Thursday, April 12, 2018

Prelude: I have a Masters from Carnegie Mellon in logic & computation.

Prelude: I have a Masters from Carnegie Mellon in logic & computation. Essentially, a degree in scientific methodology. I know the difference between a p-value and Bayesian inference. My scholarly work has been cited a few times.

I am far from an expert. If you think you know than me about predictive algorithms, you probably do. If you've ever touched a machine-learned algorithm, you could teach me things. I know enough to spot straightforward bullshit.

And this set off my bullshit odometer: predictive financial modeling with 35 data points, a third order polynomial function with two coefficients at essentially zero (< 0.00001, naturally on the square and the cube), no listed p-value, and an R-square of around 0.994 (pretty decent, actually).

Does this sound like absolute garbage to anyone else?

26 comments:

  1. I took some stats in college and forgot most of it.

    That looks like Dunning- Kruger levels of overconfidence.

    ReplyDelete
  2. The higher order the polynomial, the better the fit. In the absence of any justification for why a polynomial function is the right choice to model the relationship, that in and of itself seems suspect to me.
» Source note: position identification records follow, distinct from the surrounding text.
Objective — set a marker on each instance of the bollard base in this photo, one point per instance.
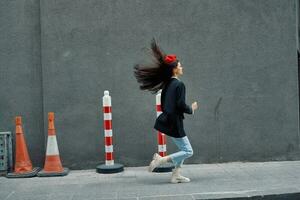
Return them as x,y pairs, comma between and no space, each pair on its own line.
48,174
164,168
109,169
30,174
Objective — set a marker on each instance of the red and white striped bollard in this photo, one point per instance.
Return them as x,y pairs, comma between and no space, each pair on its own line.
110,166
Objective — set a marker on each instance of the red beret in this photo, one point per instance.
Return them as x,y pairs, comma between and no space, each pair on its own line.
170,58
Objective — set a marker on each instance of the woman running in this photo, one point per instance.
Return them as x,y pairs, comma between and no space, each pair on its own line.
164,74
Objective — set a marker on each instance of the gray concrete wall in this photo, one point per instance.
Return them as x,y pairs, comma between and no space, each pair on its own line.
20,72
240,64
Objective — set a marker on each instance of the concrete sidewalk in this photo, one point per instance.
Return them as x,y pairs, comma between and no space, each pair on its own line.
208,181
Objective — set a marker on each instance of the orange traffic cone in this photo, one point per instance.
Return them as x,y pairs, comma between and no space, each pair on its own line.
53,166
23,167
    Also, if the financial data is time series data, any kind of polynomial regression fitting seems suspect. Time series data should probably be modeled using time series methods that account for autocorrelation.

    ReplyDelete
  3. This is exactly as I suspected. It's a little too close to what I suspected, which makes me concerned we're all wrong.

    ReplyDelete
  4. Don't keep me in suspense, William Nichols, what are these data? I'm intrigued. Unless it is personal in which case I can live my curiosity.

    ReplyDelete
  5. Hans Messersmith Time-based financial data. ;-)

    ReplyDelete
  6. Sounds like someone found the add trend function in Excel and played a bit around until the graph looks nice.

    ReplyDelete
  7. Gerrit Reininghaus You are closer than I want to admit.

    ReplyDelete
  8. William Nichols 😋 I have a Master in math and philosophy of science. But I worked for too long as a strategy and risk consultant in the financial industry sector not to be guilty of this for real.

    ReplyDelete
  9. Predictive modelling with 35 data points?
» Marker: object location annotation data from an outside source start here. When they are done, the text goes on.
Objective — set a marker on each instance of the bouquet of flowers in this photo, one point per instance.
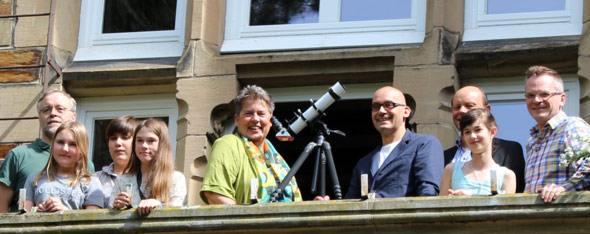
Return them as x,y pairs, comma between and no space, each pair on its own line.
570,157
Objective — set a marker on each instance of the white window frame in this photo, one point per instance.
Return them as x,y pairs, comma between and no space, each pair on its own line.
304,93
94,45
139,106
328,33
512,89
481,26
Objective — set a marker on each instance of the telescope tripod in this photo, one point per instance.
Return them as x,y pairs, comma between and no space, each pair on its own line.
323,152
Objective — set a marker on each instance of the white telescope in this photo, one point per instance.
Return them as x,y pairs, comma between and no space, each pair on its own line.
317,108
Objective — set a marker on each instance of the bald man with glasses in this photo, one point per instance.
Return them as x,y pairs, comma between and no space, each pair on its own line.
405,164
553,134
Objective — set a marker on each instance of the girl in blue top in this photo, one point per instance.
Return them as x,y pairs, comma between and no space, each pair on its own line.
478,128
65,183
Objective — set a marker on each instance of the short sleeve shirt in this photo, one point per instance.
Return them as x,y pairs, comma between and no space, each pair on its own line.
229,170
23,161
74,198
    Everything else was just Peanuts adult-talk "mwa-ma-mwaaaa" to me after that. My instincts for anything predictive is that the number of data points in the training set needs at least two generous handfuls more zeroes. I don't have anything but humor and moral support to contribute.

    ReplyDelete
  10. Yes, Tony Lower-Basch: a third order polynomial used to figure out year-end revenue.

    I'll allow it for a while, but under no circumstances will we do it this way next year. Not so long as that "we" includes "me".

    ReplyDelete
  11. It is possible that having some understanding of the "velocity" and "acceleration" of the time series at different points in time is worthwhile (which a higher order polynomial fit of the curve might imply, I guess? Maybe?).

    But if my memory of a distant past of doing some time series analysis is correct, that is better handled through looking at the first and second difference of the series.

    robjhyndman.com - robjhyndman.com/talks/RevolutionR/8-Differencing.pdf

    ReplyDelete
  12. So I graphed it, which apparently no one had ever done.
    I graphed and look at the following:
    1. Actual
    2. Third order
    3. Ignoring the 2nd and 3rd, just the first from (2)
    4. a quick linear regression.

    (1) showed a small decline at end of year, (2) showed a large decline. (3) and (4), of course, showed no decline. End of year, (1) was half as far off (call it 10%) than (4), which was nearly 20% too high.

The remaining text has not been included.